A une dame dont il caresse les mains - comme Tron, les pieds de quelques autre - et qui lui faisait observer que "30 euros" de hausse du minimum vieillesse, "ça fait pas beaucoup" quand la facture de gaz augmente de "250 euros", il a fait mine de déplorer que "les choses ne se font pas comme ça tout d'un coup". "Tout le monde est pressé, je l'entends [!], mais il faut faire les choses sérieusement et sans mentir", a raconté le bonimenteur.

Au bonneteau, jeu d'argent, jeu de dupes de l'ordre de l'escroquerie, il ne faut pas se démonter... Or, le lendemain, dans les Ardennes et l'Aisne, à Rozoy-sur-Serre, Macron se fait alpaguer lors de la visite d'un Ehpad. "Je suis aide-soignante dans un foyer. La hausse du carburant fait que je me demande si je ne vais pas être obligée de démissionner", lui a innocemment expliqué une dame au bord des larmes. "Ceux qui sont obligés de se déplacer chaque jour pour travailler" seront "mieux aidés", a répliqué le débagouleur, ajoutant que le gouvernement planche sur le mécanisme...  

Un homme interpelle Emmanuel Macron devant la préfecture de Charleville-Mézières, le 7 novembre 2018
Un homme interpelle Macron à  Charleville-Mézières, le 7 novembre 2018 
Il se fait entortiller : toucher, c'est tromper...
"Le problème avec tous les présidents, c'est que vous ne savez pas ce que ça veut dire de vivre avec 1.000 ou 2.000 euros par mois. Avec mon mari, on a 2.000. J'ai 880", lui a expliqué une retraitée. "Je ne dis pas que c'est facile", lui répond l'ex-banquier, avant de défendre son choix d'augmenter la CSG pour réduire les charges des salariés. Suite à quoi la dame, qui sait ce que sont un budget familial et les fins de mois difficiles, soupçonne à haute voix le gouvernement de faire un tour de passe-passe, "Vous le [compensez par une hausse] sur les carburants !", réplique cette femme de bon sens. Il suffit à l'autre de poursuivre sa déambulation vers de plus crédules, sous bonne escorte.

Harponné chez Renault
La visite présidentielle à l'usine Renault de Maubeuge (2.200 salariés) n'a pas été une promenade de santé. Bien que le PDG de la marque automobile, Carlos Ghosn, ait accueilli Macron avec l'annonce d'un investissement de 450 millions d'euros sur le site (ajouté à celui d'un milliard d'euros dans les véhicules électriques sur cinq ans, annoncé par le groupe en juin), le fauteur de troubles tomba sur un mauvais coucheur, un syndicaliste de SUD, qui mit le bololo: "M. Macron, vous n'êtes pas le bienvenu ici !", lui a crié Samuel Beauvois. 


S'adressant au personnel de l'usine, le prêcheur réplique : "On est là tous ensemble pour réussir", a répliqué le président. "On réussit sans vous...", a souligné le salarié du premier groupe automobile mondial, devant Toyota et Volkswagen.
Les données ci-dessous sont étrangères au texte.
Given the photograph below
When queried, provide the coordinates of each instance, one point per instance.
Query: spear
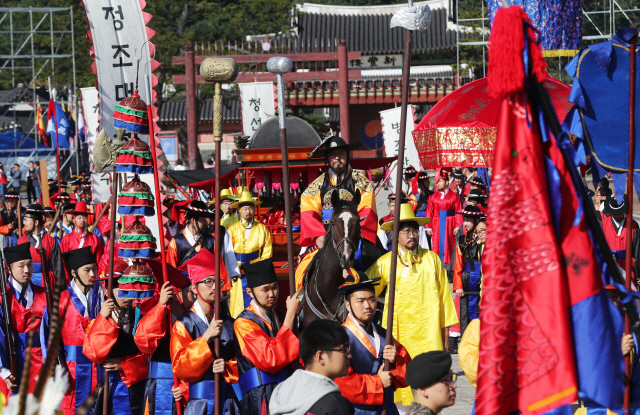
(218, 71)
(410, 18)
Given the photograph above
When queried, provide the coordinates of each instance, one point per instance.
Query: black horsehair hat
(260, 273)
(611, 206)
(332, 142)
(77, 258)
(18, 253)
(428, 368)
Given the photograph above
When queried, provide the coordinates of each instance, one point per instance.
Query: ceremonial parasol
(460, 130)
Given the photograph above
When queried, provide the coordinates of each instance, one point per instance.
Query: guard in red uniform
(365, 383)
(80, 236)
(35, 234)
(153, 338)
(443, 205)
(109, 343)
(266, 345)
(28, 302)
(82, 301)
(192, 343)
(614, 226)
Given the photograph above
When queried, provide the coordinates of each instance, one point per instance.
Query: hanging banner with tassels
(123, 56)
(257, 105)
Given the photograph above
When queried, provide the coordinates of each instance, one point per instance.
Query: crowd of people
(160, 353)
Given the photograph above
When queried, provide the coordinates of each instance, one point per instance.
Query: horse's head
(345, 224)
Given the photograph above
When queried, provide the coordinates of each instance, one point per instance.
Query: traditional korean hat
(131, 114)
(361, 282)
(477, 181)
(472, 212)
(611, 206)
(406, 215)
(333, 142)
(136, 199)
(245, 197)
(80, 209)
(134, 157)
(137, 241)
(137, 282)
(201, 266)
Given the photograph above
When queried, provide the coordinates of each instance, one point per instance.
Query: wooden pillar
(343, 89)
(192, 119)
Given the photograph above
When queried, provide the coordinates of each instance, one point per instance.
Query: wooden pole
(396, 214)
(279, 66)
(628, 223)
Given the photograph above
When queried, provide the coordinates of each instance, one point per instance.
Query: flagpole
(55, 124)
(629, 230)
(396, 214)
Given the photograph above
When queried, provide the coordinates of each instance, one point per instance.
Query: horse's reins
(315, 282)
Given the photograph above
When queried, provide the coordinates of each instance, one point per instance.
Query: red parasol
(460, 130)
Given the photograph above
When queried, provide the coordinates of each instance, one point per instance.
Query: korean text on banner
(257, 103)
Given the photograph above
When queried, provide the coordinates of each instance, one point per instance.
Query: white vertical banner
(391, 135)
(257, 105)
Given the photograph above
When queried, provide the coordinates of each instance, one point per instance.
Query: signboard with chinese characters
(391, 135)
(376, 62)
(257, 105)
(122, 54)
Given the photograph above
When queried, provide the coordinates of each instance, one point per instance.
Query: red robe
(73, 334)
(619, 242)
(72, 241)
(437, 203)
(20, 318)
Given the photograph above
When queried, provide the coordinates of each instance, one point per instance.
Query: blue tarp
(16, 140)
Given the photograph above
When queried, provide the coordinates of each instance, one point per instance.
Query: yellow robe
(253, 249)
(423, 304)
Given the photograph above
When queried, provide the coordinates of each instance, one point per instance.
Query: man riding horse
(316, 208)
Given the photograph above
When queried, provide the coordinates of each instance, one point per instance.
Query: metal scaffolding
(601, 20)
(34, 43)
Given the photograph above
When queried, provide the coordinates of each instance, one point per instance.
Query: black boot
(453, 345)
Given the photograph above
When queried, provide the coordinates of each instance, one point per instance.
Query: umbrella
(460, 130)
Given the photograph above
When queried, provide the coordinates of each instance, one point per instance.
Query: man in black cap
(9, 217)
(266, 344)
(27, 305)
(36, 235)
(365, 384)
(432, 382)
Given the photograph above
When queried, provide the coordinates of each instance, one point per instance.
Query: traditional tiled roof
(176, 111)
(366, 29)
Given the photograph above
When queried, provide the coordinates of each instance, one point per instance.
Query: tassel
(507, 44)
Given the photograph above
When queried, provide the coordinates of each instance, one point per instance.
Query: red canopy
(460, 130)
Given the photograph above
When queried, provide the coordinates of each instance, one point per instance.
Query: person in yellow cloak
(423, 301)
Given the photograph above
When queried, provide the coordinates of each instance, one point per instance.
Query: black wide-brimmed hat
(611, 206)
(472, 212)
(476, 181)
(333, 142)
(260, 273)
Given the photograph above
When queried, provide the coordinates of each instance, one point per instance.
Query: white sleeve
(4, 372)
(231, 262)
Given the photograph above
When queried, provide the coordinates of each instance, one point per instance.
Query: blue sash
(83, 373)
(254, 377)
(442, 231)
(474, 280)
(36, 275)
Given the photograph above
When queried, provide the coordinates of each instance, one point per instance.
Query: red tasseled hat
(201, 266)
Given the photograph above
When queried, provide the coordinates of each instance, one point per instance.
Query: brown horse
(324, 275)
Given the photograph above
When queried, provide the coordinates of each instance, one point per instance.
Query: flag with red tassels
(549, 332)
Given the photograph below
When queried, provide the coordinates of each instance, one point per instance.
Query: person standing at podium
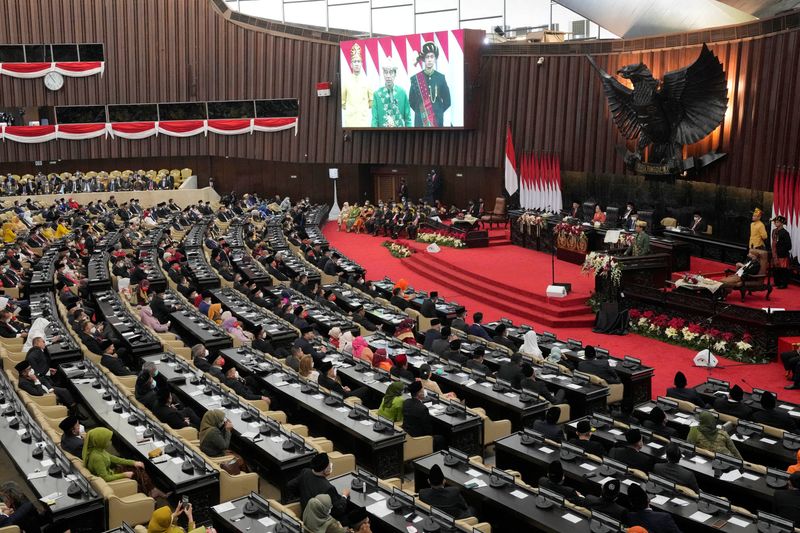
(641, 241)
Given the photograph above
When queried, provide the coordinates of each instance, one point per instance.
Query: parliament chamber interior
(344, 267)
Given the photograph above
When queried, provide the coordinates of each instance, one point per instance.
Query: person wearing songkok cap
(554, 481)
(641, 240)
(417, 420)
(356, 93)
(630, 453)
(781, 245)
(642, 515)
(71, 438)
(400, 368)
(314, 481)
(429, 95)
(390, 107)
(549, 426)
(447, 499)
(583, 439)
(732, 404)
(758, 233)
(680, 392)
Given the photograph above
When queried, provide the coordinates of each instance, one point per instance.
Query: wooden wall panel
(185, 50)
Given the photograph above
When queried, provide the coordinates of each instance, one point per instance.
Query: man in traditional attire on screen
(429, 95)
(356, 94)
(390, 103)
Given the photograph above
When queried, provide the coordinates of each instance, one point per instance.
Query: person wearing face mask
(313, 481)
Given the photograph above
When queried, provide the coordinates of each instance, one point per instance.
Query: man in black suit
(417, 421)
(732, 404)
(428, 307)
(675, 472)
(447, 499)
(786, 502)
(512, 371)
(584, 439)
(549, 427)
(501, 337)
(597, 367)
(631, 454)
(642, 515)
(680, 392)
(770, 416)
(432, 334)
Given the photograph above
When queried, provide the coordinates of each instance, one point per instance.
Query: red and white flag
(511, 164)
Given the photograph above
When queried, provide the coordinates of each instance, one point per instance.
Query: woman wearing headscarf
(706, 435)
(163, 520)
(317, 516)
(346, 343)
(530, 346)
(147, 318)
(361, 350)
(392, 404)
(99, 462)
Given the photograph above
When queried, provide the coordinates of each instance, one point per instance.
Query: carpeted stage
(509, 281)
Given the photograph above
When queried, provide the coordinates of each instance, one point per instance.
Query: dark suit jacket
(416, 418)
(448, 499)
(678, 474)
(632, 458)
(600, 368)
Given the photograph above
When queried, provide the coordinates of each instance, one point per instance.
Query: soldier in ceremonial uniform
(390, 107)
(641, 241)
(429, 94)
(356, 94)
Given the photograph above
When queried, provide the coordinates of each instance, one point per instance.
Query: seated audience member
(641, 514)
(317, 516)
(529, 383)
(447, 499)
(400, 368)
(597, 367)
(631, 453)
(732, 404)
(109, 467)
(512, 371)
(477, 329)
(657, 423)
(313, 481)
(417, 420)
(680, 392)
(771, 416)
(606, 503)
(549, 427)
(584, 440)
(501, 337)
(554, 481)
(71, 438)
(392, 404)
(673, 471)
(164, 520)
(19, 511)
(786, 502)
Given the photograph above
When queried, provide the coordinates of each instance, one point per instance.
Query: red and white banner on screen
(73, 69)
(143, 130)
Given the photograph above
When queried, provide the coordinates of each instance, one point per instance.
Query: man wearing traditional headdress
(356, 94)
(390, 107)
(429, 95)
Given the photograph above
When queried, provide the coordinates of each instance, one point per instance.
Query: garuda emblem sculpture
(682, 109)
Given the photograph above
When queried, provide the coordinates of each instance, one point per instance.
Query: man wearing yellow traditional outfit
(356, 94)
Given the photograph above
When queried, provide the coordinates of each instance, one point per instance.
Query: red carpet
(528, 272)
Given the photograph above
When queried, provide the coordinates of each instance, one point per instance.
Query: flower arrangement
(440, 239)
(692, 335)
(397, 250)
(603, 265)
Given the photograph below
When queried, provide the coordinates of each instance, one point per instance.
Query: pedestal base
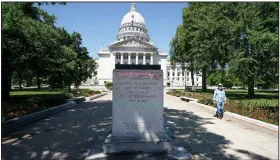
(133, 143)
(177, 153)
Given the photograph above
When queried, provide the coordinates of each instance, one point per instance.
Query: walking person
(219, 98)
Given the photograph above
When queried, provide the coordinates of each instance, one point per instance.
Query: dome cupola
(133, 25)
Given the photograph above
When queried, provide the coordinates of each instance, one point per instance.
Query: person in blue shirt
(219, 98)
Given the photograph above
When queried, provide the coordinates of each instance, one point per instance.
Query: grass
(268, 98)
(28, 101)
(264, 106)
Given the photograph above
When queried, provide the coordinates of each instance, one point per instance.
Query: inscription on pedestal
(137, 101)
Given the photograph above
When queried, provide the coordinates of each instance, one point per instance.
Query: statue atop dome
(133, 7)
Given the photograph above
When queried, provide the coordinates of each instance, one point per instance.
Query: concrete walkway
(207, 137)
(73, 133)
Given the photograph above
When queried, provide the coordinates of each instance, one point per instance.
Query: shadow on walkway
(202, 144)
(73, 133)
(68, 135)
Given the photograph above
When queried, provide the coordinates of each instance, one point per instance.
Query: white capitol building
(133, 46)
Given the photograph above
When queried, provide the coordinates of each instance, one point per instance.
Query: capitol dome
(133, 25)
(134, 16)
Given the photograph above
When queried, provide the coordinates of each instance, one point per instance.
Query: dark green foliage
(233, 43)
(36, 52)
(260, 111)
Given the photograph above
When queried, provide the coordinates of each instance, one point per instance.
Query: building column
(129, 58)
(136, 58)
(121, 58)
(152, 59)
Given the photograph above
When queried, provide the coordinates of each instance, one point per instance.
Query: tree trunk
(204, 87)
(251, 83)
(20, 81)
(192, 77)
(10, 83)
(185, 81)
(38, 82)
(5, 91)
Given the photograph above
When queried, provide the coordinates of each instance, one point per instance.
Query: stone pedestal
(138, 124)
(136, 143)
Alors que le travailleur le lançait sur la hausse de l'essence, le président perd alors ses nerfs et lâche un jugement de valeur méprisant : "Là vous êtes ridicule, pardon de vous le dire"...

Macron, patron paternaliste du 20e siècle.
Dans une autre tentative malheureuse pour aller "au contact" dans un bar PMU près de Lens, à Bully-les-Mines, l'ex-banquier Rothschild lança à la cantonade : "Salut, les gars! C'est ma tournée...", avant de retrouver la première ministre britannique Theresa May dans la Somme sur un lieu symbolique de la Première Guerre mondiale. 
Emmanuel Macron a rencontré des habitants dans un bar PMU de Bully-les-Mines, dans le nord de la France le 9 novembre 2018
"Bibi" prenant un canon avec des prolétaires,
 à l'insu de mamie qui lui avait donné un cache-col contre le froid
"Il faut aller au contact de la colère. Il ne faut pas chercher à l'éviter, il ne faut pas chercher de réponse démagogique. Je sais contre qui j'étais au second tour", a déclaré le président par défaut - 24% au premier tour - (28,6 à Hollande en 2012) aux clients du Café de la Place, où il s'était déjà rendu pendant la dernière campagne présidentielle. 
Une "itinérance" qui fut son Chemin des Dames, théâtre de plusieurs batailles meurtrières de la Première Guerre mondiale....
"J'ai creusé le lit où je coule en me ramifiant en mille petits fleuves qui vont partout" (Apollinaire)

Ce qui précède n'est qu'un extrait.